Comme enseveli au profond des 12 volumes des Œuvres complètes de Bataille (une cinquantaine de pages de son tomeII), « La valeur d’usage de D.A.F de Sade » constitue sans nul doute l’asymptote de la très violente altercation littéraire, poétique, intellectuelle et politique qui a opposé son auteur à celui qui présidait aux destinées d’un surréalisme alors à son apogée, André Breton (altercation, rappelons-le, dont c’est Breton qui a pris l’initiative dans le Second Manifeste du surréalisme). Précisons : Sade leur est une référence commune. Une référence majeure même. À ceci près que, prompt à dénoncer l’idéalisme subreptice du surréalisme, Bataille reproche à Breton et à ses pairs d’en faire un usage littéraire, – autrement dit, douceâtre – en somme, forfaiture entre toutes, de le domestiquer. Il incarnerait certes pour eux comme pour lui une insoumission sans pareille, mais ce serait pour mieux n’en pas faire eux-mêmes l’expérience, comme lui-même l’a faite. Et quelle expérience ! Toute celle de Sade, sans en rien omettre. La littérature se recommandant de Sade n’a de sens, pour Bataille, qu’à aller aussi loin que lui, sans quoi elle n’est qu’une pauvre escroquerie, et Sade qu’une excitation de chapiteau.
Bataille en pose on ne peut plus crûment la question :
« – Ceux qui admirent Sade sont des escrocs – entends-tu ? – des escrocs…
Elle me regarda en silence, elle n’osait rien dire. Je continuai :
– Je m’énerve, je suis enragé, à bout de force, les phrases m’échappent… Mais pourquoi ont-ils fait ça avec Sade ?
Je criais presque :
– Est-ce qu’ils avaient mangé de la merde, oui ou non ? »
L’échange, extrait du Bleu du ciel, a beau tout avoir de la provocation (faut-il répondre par l’affirmative à l’injonction sadienne, selon laquelle, de la merde, il faudrait en avoir mangé), il est pour Bataille le moyen de porter la littérature à la hauteur qui doit être la sienne pour ne pas démériter, et de l’y maintenir, en même temps que d’établir une théorisation d’un matérialisme bas, exempt de toute idéalisation, de toute forfanterie et de tout défaussement philosophiques.
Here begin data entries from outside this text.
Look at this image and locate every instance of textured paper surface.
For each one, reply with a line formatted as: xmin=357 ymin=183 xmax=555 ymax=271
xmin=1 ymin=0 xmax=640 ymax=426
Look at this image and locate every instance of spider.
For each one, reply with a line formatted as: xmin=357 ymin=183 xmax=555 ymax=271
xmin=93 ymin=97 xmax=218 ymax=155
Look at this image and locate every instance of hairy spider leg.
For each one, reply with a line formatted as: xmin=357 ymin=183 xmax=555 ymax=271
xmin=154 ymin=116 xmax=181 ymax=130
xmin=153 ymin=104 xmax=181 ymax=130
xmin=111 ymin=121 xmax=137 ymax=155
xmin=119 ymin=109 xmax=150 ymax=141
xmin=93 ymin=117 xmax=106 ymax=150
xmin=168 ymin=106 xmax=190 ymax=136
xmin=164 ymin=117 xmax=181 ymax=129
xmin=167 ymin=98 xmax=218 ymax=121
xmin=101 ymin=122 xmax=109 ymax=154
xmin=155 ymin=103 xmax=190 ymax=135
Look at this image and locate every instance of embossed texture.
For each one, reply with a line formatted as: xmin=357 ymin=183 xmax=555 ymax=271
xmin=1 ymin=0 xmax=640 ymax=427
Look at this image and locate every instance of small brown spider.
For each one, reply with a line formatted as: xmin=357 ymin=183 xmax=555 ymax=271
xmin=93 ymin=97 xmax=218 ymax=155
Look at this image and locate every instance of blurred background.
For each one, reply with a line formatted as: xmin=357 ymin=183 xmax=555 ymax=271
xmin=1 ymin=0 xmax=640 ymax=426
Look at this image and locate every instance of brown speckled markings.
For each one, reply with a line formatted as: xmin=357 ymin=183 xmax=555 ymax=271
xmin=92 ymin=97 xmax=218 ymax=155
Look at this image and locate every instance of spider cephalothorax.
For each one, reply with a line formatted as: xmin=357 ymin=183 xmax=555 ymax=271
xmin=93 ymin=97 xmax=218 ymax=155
L’attaque, sous forme de lettres ouvertes à des camarades (1929-1930) a beau emprunter aux formes de la polémique violente (d’une violence qui avait cours alors), elle n’œuvre pas moins, dans le désordre, à fourbir les outils théoriques de « l’hétérologie » (tout ce qui est autre, sale, vil, fou, infâme, rebuté, répudié, etc.), laquelle jouera un rôle prépondérant dans sa critique de la politique, du fascisme comme du communisme (voir La Structure psychologique du fascisme, réédité dans la même collection).
Le livre est suivi d’une remarquable postface inédite de Mathilde Girard, qui étend la portée de ce texte inaugural à l’entièreté de l’œuvre de Bataille et à ses métamorphoses futures.